Manche Winzer lehnen Bewässerung ab
Ein Schritt, der für Martina Bernhard-Fazzi undenkbar wäre. Die junge Winzerin aus Wolfsheim, keine 15 Kilometer von Gau-Algesheim entfernt, lehnt künstliche Bewässerung grundsätzlich ab. "Wir leiden jetzt schon unter Wasserknappheit. Dieses kostbare Gut sollten wir nicht dafür verwenden, Gärten zu sprenkeln oder Weinberge zu bewässern", so Bernhard-Fazzi.
Zudem sei eine dauerhafte Bewässerung für Weinreben gar nicht hilfreich. "Mit diesem Eingriff in die Natur beeinflusst man, wie die Wurzeln der Reben wachsen", sagt Bernhard-Fazzi. "Die Wurzeln der Reben wachsen immer dahin, wo Wasser und Nährstoffe sind. Das ist normalerweise tief im Boden. Wenn ich dauerhaft bewässere, steht das Wasser weiter oben zur Verfügung und die Rebe wurzelt nicht mehr so tief." Das bedeutet: Sie kommt noch schlechter an Wasser und muss umso häufiger bewässert werden.
Ohne Wasser wenig Ertrag
Für Bernhard-Fazzi Grund genug, Bewässerung abzulehnen. Deshalb musste sie in den letzten Jahren immer wieder Ernteausfälle in Kauf nehmen. "Wir haben in manchen Jahren nur die Hälfte unserer normalen Erntemenge geerntet. Die Ausgaben sind aber gleich geblieben. Das musst du auch wirtschaftlich erstmal verkraften." Bernhard-Fazzis Vater Jörg Bernhard möchte deswegen auch anfangen, die Weinberge zu bewässern. Bisher konnte sich seine Tochter aber durchsetzen. "Vielleicht kann man sagen: 'Er ist der Realist, ich bin der Idealist.'"
Den Idealismus kann sich Quirin Ewen auf seinen sandigen Böden nicht leisten. Sonst würde sein Weinberg sterben. "Letztendlich müssen wir vielleicht die eine oder andere Fläche ganz aufgeben", sagt er.
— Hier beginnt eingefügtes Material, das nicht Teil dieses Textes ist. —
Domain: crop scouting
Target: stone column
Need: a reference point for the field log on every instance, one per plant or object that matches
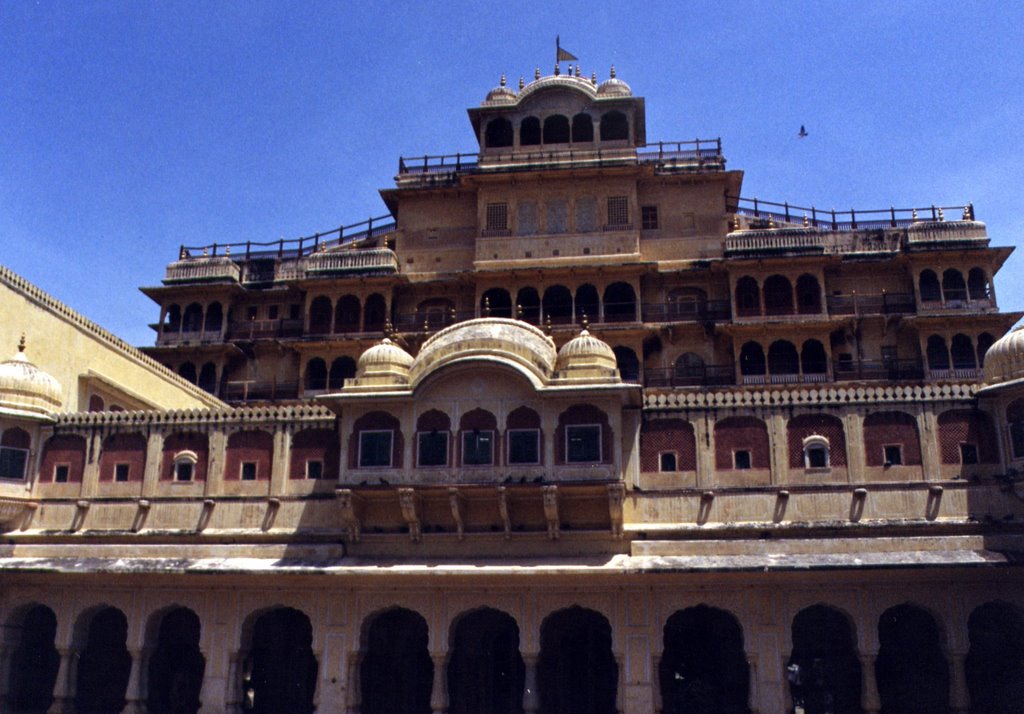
(438, 694)
(530, 699)
(869, 701)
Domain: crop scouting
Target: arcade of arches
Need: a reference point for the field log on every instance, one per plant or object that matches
(736, 653)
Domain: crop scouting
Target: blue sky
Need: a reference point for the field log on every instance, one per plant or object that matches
(127, 128)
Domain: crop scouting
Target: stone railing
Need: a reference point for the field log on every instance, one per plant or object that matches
(202, 269)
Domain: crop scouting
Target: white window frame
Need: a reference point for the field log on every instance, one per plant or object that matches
(508, 446)
(600, 443)
(816, 443)
(390, 451)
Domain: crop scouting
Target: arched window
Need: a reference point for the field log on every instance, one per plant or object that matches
(929, 286)
(620, 303)
(529, 132)
(498, 133)
(910, 669)
(172, 321)
(208, 378)
(557, 304)
(953, 287)
(374, 313)
(214, 317)
(176, 666)
(823, 669)
(748, 297)
(583, 128)
(496, 303)
(346, 315)
(396, 673)
(782, 359)
(280, 672)
(588, 303)
(320, 316)
(808, 295)
(704, 666)
(629, 365)
(778, 295)
(556, 129)
(614, 127)
(962, 351)
(752, 360)
(938, 355)
(193, 320)
(577, 671)
(527, 302)
(103, 664)
(1015, 422)
(977, 285)
(813, 359)
(315, 375)
(985, 341)
(994, 664)
(341, 369)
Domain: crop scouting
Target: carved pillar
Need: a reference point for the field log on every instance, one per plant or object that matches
(438, 694)
(530, 700)
(869, 701)
(154, 462)
(928, 425)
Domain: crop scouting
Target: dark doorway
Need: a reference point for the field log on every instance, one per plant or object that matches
(994, 665)
(910, 670)
(485, 674)
(280, 673)
(177, 666)
(34, 664)
(396, 674)
(577, 672)
(704, 668)
(823, 670)
(103, 665)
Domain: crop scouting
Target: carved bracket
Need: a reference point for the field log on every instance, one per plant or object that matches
(411, 512)
(351, 507)
(551, 511)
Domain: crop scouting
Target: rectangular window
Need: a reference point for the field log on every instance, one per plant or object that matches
(375, 449)
(893, 454)
(183, 470)
(667, 461)
(477, 448)
(524, 446)
(314, 469)
(648, 217)
(619, 211)
(498, 216)
(583, 444)
(12, 462)
(122, 472)
(741, 459)
(431, 449)
(969, 454)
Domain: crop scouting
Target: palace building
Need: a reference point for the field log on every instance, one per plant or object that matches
(574, 428)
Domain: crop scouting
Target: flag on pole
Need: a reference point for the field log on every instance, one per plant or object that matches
(562, 54)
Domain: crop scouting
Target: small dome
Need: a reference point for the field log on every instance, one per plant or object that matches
(501, 94)
(613, 87)
(587, 358)
(1005, 360)
(26, 390)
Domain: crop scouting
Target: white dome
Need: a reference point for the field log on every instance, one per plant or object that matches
(26, 389)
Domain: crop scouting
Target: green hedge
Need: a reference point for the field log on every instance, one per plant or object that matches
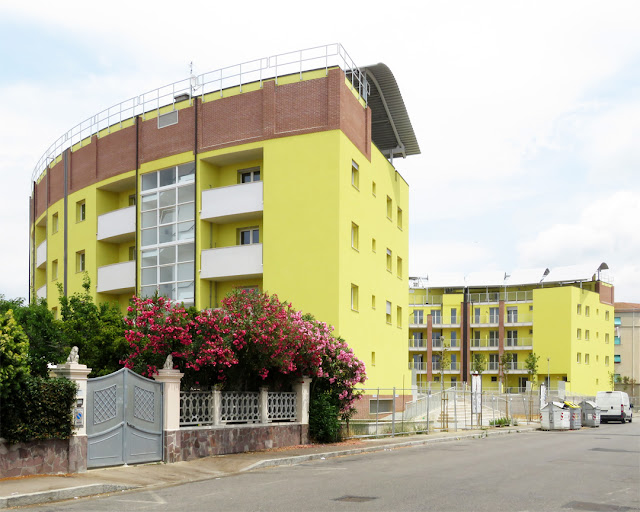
(39, 409)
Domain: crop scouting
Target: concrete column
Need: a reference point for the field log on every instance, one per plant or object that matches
(302, 391)
(171, 413)
(264, 405)
(78, 442)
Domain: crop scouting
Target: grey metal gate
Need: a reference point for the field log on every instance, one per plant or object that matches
(124, 419)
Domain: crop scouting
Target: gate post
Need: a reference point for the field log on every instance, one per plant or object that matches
(171, 413)
(78, 441)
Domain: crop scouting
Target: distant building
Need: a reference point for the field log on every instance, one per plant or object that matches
(275, 174)
(627, 342)
(565, 316)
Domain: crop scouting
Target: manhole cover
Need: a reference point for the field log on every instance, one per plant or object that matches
(595, 507)
(356, 499)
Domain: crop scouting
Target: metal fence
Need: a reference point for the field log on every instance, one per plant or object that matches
(395, 411)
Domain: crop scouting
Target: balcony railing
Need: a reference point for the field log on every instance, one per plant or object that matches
(226, 263)
(117, 226)
(234, 203)
(117, 278)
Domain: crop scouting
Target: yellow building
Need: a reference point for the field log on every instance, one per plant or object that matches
(276, 174)
(491, 322)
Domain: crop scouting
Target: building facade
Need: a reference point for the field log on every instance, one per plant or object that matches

Die Bewirtschaftung würde sonst auf Dauer zu teuer. "Wir haben uns schon nach anderen Flächen umgeschaut und vor zwei Jahren einen neuen Weinberg auf einem Boden gepflanzt, der weniger Wasser benötigt." Eine andere Alternative seien Rebsorten, die tiefer wurzeln und so an mehr Wasser kommen. Denn auch Winzer Quirin Ewen ist klar: "Immer mehr Wasser in die Weinberge zu fahren, kann ja auf Dauer auch keine Lösung sein."